Moreover, many philosophers are deeply engaged with the practical issues faced by individuals and societies, rather than standing back from them.
One such issue, which has recently been getting a great deal of attention in the popular media and is of particular interest to young people, is the development of new technologies and new forms of artificial intelligence (AI) in particular.
Should we generally regard these awesome achievements with delight, or with dread, or with something in between? More specifically, how (if at all) should we regulate and control impressive new devices like self-driving cars or deal with the risks involved in enabling more advanced forms of machine learning?
To some degree these questions are technical and empirical, relying on our best predictions about how societies will evolve in response to these innovations. But they are also philosophical.

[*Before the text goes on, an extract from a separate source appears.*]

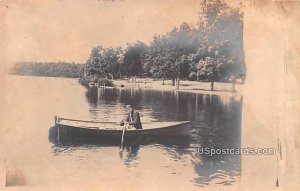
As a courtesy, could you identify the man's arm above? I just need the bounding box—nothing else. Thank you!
[118,114,129,125]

Self-driving cars, for example, will need to be programmed to make decisions that involve weighing the risks of different harms and benefits and balancing competing values. When faced with the options of driving into a tree at risk to the life of the driver or ploughing into a pedestrian who has wandered out into the middle of the street, these devices will require algorithms that guide them in which option to go for.
Is self-sacrifice required to protect others, and to what extent? Should the lives of those who have wandered into the street be discounted relative to those who have remained on the footpath?
Human beings, rather than machines, must consider how to resolve these practical conflicts and challenges, and doing so will require philosophical reflection.
Another challenge in thinking about new technologies is that it is often quite difficult to predict with confidence where they will lead us, and hence what we can and ought to do to regulate and govern them.
How, for example, will new forms of AI transform human life? Some suggest that it may pose a serious existential threat, while others depict its facilitation of a safer, less burdensome, and more bountiful human future.
It is not clear how likely either of these scenarios (or more intermediate alternatives) are. Yet we need now to make decisions about how such technologies will be developed, or perhaps what might be done to prevent their development.
How should we go about making such decisions? If we don’t have even a relatively imprecise understanding of the probable outcomes of different policy choices, weighing up the expected costs and benefits of these choices is not a straightforward matter.
Can we even choose rationally between policies under such circumstances, and if so what would that mean? Here too we must turn to philosophy – in this case ethics and decision theory – to consider which approaches to these questions make sense.